Mood stabilisers and antipsychotics can cause a wide variety of adverse effects. This study focused on the negative impacts of the four most commonly prescribed medications for Bipolar: Lithium, Valproate, Olanzapine and Quetiapine. It looked at adverse impact on the kidneys; hormone glands such as the thyroid; the liver; and metabolism, particularly in relation to weight gain and associated hypertension/diabetes. Although Olanzapine and Quetiapine are relatively newer drugs, Lithium was first approved for ‘manic disorders’ back in 1970. Data was collected from The Health Improvement Network (THIN); a UK primary care database that contains anonymised patient information. In total, 7,000 individuals’ records were analysed for incidence of adverse effects. All study participants had a diagnosis of Bipolar and were taking one of the above mentioned medications.

The research concluded that, taken over the long term (up to 17 years), individuals prescribed lithium were significantly more likely than other participants to experience a deterioration in kidney function, known as Chronic Kidney Disease (CKD), as well as being more likely to develop thyroid problems. In many people, CKD does not result in any noticeable symptoms, but individuals are at significantly higher risk of developing both heart disease and stroke. Thyroid problems can cause a range of symptoms including weight gain/loss, fatigue, depression and hair loss.

Compared to people taking Lithium, individuals prescribed the antipsychotic Olanzapine had the highest rate of weight gain and new onset hypertension. Incidences of significant weight gain were also higher for individuals prescribed Quetiapine and Valproate. Significant weight gain can be one of the most distressing adverse effects of psychiatric medication. It can lead to problems such as cardiovascular disease and diabetes but also can affect people’s self-esteem and body image, which can have a negative impact on their mental wellbeing.

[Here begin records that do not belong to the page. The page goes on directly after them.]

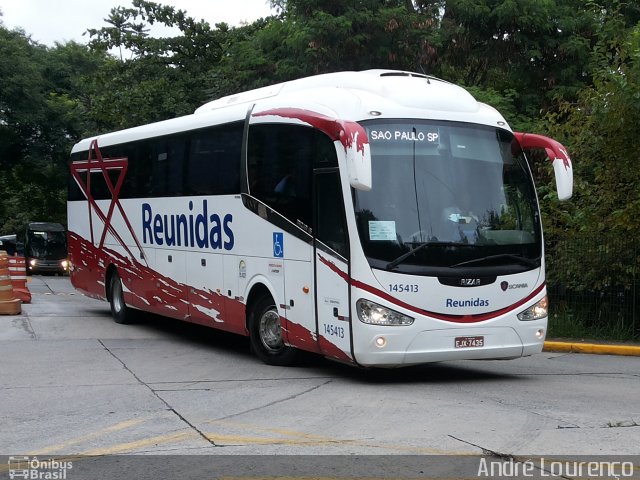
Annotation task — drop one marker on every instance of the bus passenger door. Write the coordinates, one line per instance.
(331, 253)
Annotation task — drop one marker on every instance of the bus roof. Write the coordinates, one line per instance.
(45, 227)
(354, 96)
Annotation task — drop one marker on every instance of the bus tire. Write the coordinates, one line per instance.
(265, 334)
(119, 310)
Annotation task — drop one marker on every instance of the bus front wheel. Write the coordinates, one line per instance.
(265, 334)
(119, 310)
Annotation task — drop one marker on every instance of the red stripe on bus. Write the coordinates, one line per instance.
(474, 318)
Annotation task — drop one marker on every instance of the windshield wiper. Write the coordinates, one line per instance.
(503, 256)
(393, 264)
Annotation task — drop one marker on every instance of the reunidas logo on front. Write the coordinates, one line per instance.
(36, 469)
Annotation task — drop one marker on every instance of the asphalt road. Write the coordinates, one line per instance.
(76, 383)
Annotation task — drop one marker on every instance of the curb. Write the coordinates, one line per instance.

A key strength of the study is its large sample size and long follow up period. Most studies into the effectiveness of these medications do record incidences of adverse effects such as weight gain, but over a far shorter period of time (6-12 months). Given that many individuals take medications for longer periods and some adverse effects only become apparent after prolonged use, it is essential for research in this area to reflect the current prescribing practices.

However, I couldn’t help but feel a little underwhelmed by the study’s results. Although it is a welcome addition to an under-researched area, the Lithium related incidence of CKD and thyroid issues are already acknowledged in treatment guidelines that specify routine monitoring of individuals’ kidney and thyroid function. Furthermore, the weight gain associated with Olanzapine is also pretty well established. On an anecdotal basis, I have rarely met a person who is taking or has taken Olanzapine and not bemoaned the impact of the drug on their weight. Therefore, for me, the concluding remark, ‘[g]iven the need to balance an array of risks and benefits, an individualised and collaborative approach to treatment choice is likely to be most appropriate,’ sums up the crux of the issue. For many people who take psychiatric medication long term, they know what the benefits and adverse effects of their medication are because they experience them day in day out. Yet, with ever shorter appointment times and the tendency of mental health professionals to focus on ‘symptom reduction’, it can be difficult for people to find the space to address a complex and subjective question: ‘overall, is medication the best option for me?’

Understanding how individuals currently go about answering this question and how services can best support people to feel confident in their choice could provide the foundation for a personalised and holistic approach to treatment. Some small steps have already been taken to give us a better understanding of how pregnant women go about making decisions regarding psychotropic medication. A similar exploration of decision making processes relating to psychiatric medication use by the wider population is long overdue.